Trumpeter once told me the world is bigger than all of us. That god is a great spider in the sky that laces their webs together, encircles the moon and pulls it to us at night, the sun in the morning. I asked her why god wasn’t a dragonfly, and she looked surprised.

“God is not us. God is themself. Separate, troubling themselves with the movement of the sun and the moon and the weight of the water.” She told me god spins an invisible web each night and arranges the stars on the gossamer. “God doesn’t hate you or love you. God is. You are. That is enough.”

We are all dying. I want nothing more than to be here, preening in the sun like a chitinous cat, studying the face of my grandmother.


Bio

Andi Brown is a trans writer and artist. His most recent publications include a stories for Witness Magazine, Beyond Queer Words, and Months to Years Literary Magazine.
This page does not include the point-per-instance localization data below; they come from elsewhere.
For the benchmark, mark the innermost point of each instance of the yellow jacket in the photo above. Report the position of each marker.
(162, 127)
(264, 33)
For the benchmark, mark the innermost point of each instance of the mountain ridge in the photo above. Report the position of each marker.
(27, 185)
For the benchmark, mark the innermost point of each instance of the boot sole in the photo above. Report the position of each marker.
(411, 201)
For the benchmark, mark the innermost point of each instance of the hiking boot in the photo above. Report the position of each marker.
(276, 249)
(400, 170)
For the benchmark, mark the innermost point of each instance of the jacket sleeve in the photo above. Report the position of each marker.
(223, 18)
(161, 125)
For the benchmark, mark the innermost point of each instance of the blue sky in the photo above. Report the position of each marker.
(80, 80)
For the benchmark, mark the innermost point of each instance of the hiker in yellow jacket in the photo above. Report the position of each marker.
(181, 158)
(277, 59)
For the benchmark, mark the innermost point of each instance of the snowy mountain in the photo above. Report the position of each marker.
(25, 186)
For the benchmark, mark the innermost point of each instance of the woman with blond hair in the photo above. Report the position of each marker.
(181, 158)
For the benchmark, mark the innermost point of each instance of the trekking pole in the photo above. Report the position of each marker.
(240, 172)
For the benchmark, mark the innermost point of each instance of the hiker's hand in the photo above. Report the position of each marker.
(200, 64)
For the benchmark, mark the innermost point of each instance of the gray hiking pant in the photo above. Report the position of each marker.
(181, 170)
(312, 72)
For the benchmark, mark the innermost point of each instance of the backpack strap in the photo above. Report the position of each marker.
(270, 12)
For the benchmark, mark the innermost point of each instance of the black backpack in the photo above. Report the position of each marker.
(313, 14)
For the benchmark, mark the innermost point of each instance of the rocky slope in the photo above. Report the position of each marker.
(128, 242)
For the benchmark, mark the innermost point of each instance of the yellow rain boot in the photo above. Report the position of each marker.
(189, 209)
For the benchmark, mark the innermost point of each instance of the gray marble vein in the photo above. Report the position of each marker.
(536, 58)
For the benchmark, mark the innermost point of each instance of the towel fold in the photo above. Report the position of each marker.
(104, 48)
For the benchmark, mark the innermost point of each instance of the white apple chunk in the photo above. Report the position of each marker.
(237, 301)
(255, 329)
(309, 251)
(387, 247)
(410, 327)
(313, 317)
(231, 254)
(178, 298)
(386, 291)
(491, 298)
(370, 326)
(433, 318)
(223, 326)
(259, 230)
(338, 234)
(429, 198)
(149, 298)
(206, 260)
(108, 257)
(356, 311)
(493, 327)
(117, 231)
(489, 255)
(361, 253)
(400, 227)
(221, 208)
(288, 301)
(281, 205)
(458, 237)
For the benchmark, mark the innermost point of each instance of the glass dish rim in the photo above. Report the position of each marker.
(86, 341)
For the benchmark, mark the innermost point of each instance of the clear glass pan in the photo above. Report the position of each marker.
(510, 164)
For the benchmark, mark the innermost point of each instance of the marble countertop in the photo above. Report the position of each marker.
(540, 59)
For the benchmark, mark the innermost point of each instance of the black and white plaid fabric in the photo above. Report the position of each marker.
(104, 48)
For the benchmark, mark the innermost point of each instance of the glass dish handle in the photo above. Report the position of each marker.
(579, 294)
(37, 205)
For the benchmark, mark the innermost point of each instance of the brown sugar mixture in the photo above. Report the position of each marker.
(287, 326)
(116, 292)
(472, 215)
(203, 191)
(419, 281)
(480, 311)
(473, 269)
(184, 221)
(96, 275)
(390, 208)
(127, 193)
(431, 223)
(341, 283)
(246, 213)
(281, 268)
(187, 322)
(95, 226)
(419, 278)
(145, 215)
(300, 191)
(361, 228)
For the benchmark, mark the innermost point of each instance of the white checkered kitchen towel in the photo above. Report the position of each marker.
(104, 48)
You can read more of his work here.

Author's note

My grandmother and I were born on the same day, sixty-seven years apart. She had a stroke a few years later, but even with her aphasia and physical challenges, we were still close. I’ve wanted to write a story about her for years, but the subject felt too tender. Writing our lives as the tale of a dragonfly grandmother and granddaughter helped me describe our love for one another. I was thrilled to find Carmina Magazine and read the work of other authors exploring modern myth and fairytales and grateful to have a home for "Trumpeter and Frumpeter".